Closed lipemorais closed 7 years ago
This is in progress
WIP label added, we can take it out whenever just ping us here =)
Hi @lipemorais ! Thank you very much for this refactor, I'll be looking for that closely :)
In my opinion the only thing we have to keep, is the way that things works and some structures to keep everything working on the other places: rosie
and serenata-de-amor
.
So we need to keep the main methods: fetch()
, translate()
and clean()
with its features. Everything besides that can be changed!
:tada:
So we need to keep the main methods:
fetch()
,translate()
andclean()
with its features. Everything besides that can be changed!
As I've said elsewhere this API is terrible. translate
is translating labels and changing the file extensions, clean
is cleaning data and merging things. I definitively think this is a terrible API. It's confusing, it's not semantically meaningful, it's hard to test and hard to maintain.
I think TDD can help us to restructure this API, working with stream of data, reducing temporary intermediary files (like federal_senate-2008.xz
), so we fetch original files, do all treatment needed and finally write the results. If memory is an issue this an awesome opportunity to bring Dask in — and get another leverage: to risk get rid of Rosie's memory issues.
@anaschwendler can you list exactly what we're gonna break if we change the input and output of these methods?
So, @cuducos Hm, it is ok to refactor all the API, but we may need some time to reflact it in the other repositories, I can help with that and we need to do it very carefully.
@anaschwendler can you list exactly what we're gonna break if we change the input and output of these methods?
For the Federal Senate we can work on it, because it is not on production, but for chamber_of_deputies
it changes all its structure.
and get another leverage: to risk get rid of Rosie's memory issues.
For me it looks perfect, and we can work together on it.
Yay! Next week I can start working on that. If anyone is willing to study how embedded are those methods in the other repos architecture, that would be awesome. Specially translate
and clean
— fetch
is good so far IMHO.
@lipemorais In light of the last commits I wonder if wouldn't be wiser to generate the .xz
from the .csv
instead of having to commit them as fixtures?
@jtemporal it would be good but make the coupling between the tests biggers, something like clean will just work after translate has runned. This would let the tests more slow and not so unit as it should be.
In order to have less fixtures I'm trying to make the tests uses less fixtures as possible, I will commit it soon.
@anaschwendler @jtemporal @cuducos I need some help to fix to understand why is this test failing in Travis CI. :( Failed buil in Travis
This is my last test for this PR.
The next step are more nice to haves
No such file or directory: 'tests/fixtures/csv/federal-senate-2008.xz'
I think it fails because when you instantiate something like FederalSenateDataset('tests/fixtures/csv/', …)

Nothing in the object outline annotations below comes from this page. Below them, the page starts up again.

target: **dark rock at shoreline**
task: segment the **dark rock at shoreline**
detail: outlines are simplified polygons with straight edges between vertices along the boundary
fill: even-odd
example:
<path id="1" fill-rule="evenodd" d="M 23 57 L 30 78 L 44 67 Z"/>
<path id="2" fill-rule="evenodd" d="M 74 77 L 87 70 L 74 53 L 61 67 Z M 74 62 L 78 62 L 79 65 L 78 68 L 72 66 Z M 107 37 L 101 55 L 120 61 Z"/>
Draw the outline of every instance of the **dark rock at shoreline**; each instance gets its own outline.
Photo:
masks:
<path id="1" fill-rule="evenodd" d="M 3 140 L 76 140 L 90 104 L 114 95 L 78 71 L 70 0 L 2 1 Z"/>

you won't be able to access any .xz
(because they're in tests/fixtures/xz/
).
@cuducos Actually when you call translate it generates the file with .xz extension. If you run it locally you will see it.
@cuducos Actually when you call translate it generates the file with .xz extension. If you run it locally you will see it.
I know. But does it generates the .xz
in which folder: tests/fixtures/csv/
or tests/fixtures/xz/
? That's my point.
It generates .xz
file in csv folder: tests/fixtures/csv/
.
It generates
.xz
file in csv folder:tests/fixtures/csv/
.
Hum… confusing, but I got it. I have the impression we could abuse of mocks to avoid that mess in terms of file system. Unit tests to test small atomic stuff, and one integration test that would do everything form scratch…
Hum… confusing, but I got it.
Yeah, it's confusing. For the first step of this refactoring I trying to isolate network tests, a next step would be do the same with file handling tests.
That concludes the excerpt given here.